I Hear the Bells



I can hear Karlheinz Essl in the town of Schwaz in Tyrol, as he recounts it, performing his new work Sonnez la Cloche, for the festival Klangspuren. Silver town Schwaz rolls up a verdant ramp towards the piercing grandure of pointed, weighty mountains.
With a sample of the bells of the Schwaz church Karlheinz began. He took the best chunk out of a pealing, rollicking bell recording. Then he put that sample into his laptop. Then using all his self-adjusted sound modules he turned the sample (a snapped shot in sound) into a continuum. By that I mean he made the excerpt into an unending stream of music and, while the stream was flowing, used his sound modules to gradually vary the sound. I hear it all D minory, with that lovely bell thing on the subdominant, the G. He glissandoed the whole thing up, as if he were propelling the church into the Alpine air. Then it stayed. Then it fluttered. Then it got so dismantled that the bells became dust in the Inn Valley. Then it went all rhythmic and semiquavery. The whole cushion of sound subsided into the snow and silence of the Alps.

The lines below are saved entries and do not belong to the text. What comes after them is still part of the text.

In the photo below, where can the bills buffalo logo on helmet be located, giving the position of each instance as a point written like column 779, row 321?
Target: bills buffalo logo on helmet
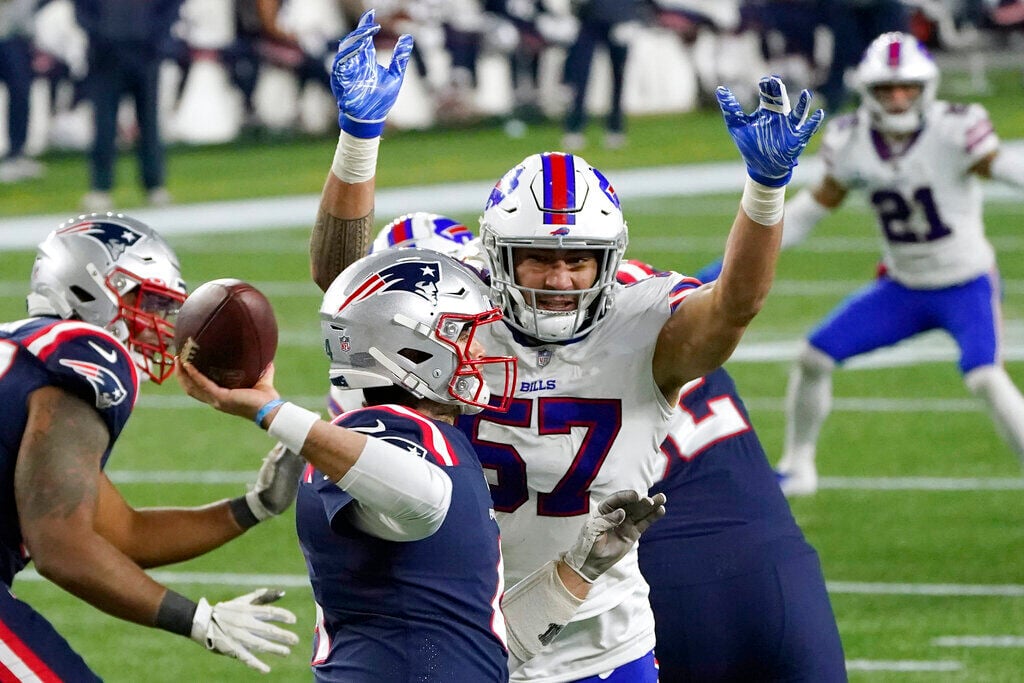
column 114, row 237
column 419, row 278
column 508, row 182
column 110, row 390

During the first performance, Karlheinz broadcast the entire music, as he was performing it, from the church tower in Schwaz. He had waited till the real bells were pealing and mixed the performance with them.The good citizens of Schwaz had sound poured all over their day. And that is what this music is meant to do – change the very Alpine air we breathe, if only till the bells cease to peal.



S.F., based on an explanation by Karlheinz Essl.